Nikolay Ivanovich Krivtsov (Николай Иванович Кривцов; 3 September 1945 in Oryol Oblast – 25 November 2011) was a Russian apiologist, Doctor of Agricultural Sciences, Professor, Academician of the Russian Academy of Agricultural Sciences (2007).
Since 1988, Director of the Russian Research Institute of Apiculture.

He graduated with honors from the Oryol State University in 1970, and defended his Candidat thesis in 1975. In 1992, he defended his doctoral thesis about selection of bees of the Central Russian breed.

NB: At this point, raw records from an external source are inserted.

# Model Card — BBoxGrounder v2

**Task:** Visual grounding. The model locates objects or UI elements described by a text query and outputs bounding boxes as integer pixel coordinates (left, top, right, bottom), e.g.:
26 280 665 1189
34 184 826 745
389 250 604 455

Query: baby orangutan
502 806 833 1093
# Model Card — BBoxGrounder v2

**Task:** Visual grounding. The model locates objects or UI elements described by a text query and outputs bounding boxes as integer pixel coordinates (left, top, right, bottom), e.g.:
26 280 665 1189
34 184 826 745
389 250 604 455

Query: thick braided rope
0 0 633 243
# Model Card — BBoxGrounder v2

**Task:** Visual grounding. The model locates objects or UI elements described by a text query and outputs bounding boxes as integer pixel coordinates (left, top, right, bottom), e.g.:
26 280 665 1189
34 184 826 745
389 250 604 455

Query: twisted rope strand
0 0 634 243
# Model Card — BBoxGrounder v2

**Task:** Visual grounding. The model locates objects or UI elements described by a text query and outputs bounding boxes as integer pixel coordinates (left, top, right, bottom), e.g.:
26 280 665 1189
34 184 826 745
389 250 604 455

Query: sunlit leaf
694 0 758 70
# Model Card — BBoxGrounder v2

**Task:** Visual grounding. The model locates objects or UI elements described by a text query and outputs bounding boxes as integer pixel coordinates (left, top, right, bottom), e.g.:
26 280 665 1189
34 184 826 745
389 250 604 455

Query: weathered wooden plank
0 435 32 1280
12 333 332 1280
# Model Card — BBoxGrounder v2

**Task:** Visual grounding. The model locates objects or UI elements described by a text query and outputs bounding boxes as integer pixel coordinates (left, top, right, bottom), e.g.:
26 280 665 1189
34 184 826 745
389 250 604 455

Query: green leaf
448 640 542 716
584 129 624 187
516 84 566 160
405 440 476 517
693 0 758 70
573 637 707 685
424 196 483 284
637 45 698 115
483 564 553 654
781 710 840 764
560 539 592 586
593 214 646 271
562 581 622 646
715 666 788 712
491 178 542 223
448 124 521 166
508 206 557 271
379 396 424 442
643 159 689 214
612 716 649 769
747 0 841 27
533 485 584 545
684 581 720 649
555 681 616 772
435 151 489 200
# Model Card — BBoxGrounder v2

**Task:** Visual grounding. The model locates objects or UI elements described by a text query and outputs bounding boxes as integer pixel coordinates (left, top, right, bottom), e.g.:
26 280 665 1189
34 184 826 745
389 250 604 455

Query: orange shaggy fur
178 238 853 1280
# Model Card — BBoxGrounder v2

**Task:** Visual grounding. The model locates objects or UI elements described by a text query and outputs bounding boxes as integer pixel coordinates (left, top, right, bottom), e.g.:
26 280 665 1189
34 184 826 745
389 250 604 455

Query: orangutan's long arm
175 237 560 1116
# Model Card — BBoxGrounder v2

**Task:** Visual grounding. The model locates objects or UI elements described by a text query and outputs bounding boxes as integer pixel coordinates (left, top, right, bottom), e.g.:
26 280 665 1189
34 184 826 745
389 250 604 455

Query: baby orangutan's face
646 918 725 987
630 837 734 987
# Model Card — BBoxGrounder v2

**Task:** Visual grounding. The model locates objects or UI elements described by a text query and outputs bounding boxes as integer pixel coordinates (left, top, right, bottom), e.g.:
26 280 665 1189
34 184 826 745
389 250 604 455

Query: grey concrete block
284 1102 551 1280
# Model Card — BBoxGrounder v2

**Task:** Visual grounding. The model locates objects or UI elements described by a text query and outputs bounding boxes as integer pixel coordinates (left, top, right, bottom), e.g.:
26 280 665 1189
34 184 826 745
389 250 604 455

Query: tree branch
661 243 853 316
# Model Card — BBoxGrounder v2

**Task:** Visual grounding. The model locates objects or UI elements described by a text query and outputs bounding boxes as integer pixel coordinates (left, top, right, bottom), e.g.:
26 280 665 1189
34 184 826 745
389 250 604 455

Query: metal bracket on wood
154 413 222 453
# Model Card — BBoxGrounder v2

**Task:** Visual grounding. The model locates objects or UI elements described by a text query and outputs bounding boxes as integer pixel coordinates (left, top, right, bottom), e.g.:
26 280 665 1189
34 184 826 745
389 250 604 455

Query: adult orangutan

He was a member of the Russian Apitherapy Coordinating Council.
He was a member of the editorial board of the Russian journal "Pchelovodstvo".
He was also a Member of the Petrovskaya Academy of Sciences and Arts.

Honored Scientist of the Russian Federation (2011).
Laureate of the State Prize of the Russian Federation in the field of science and technology for the year 2000, and became a laureate of the Government of the Russian Federation in the field of education in 2004.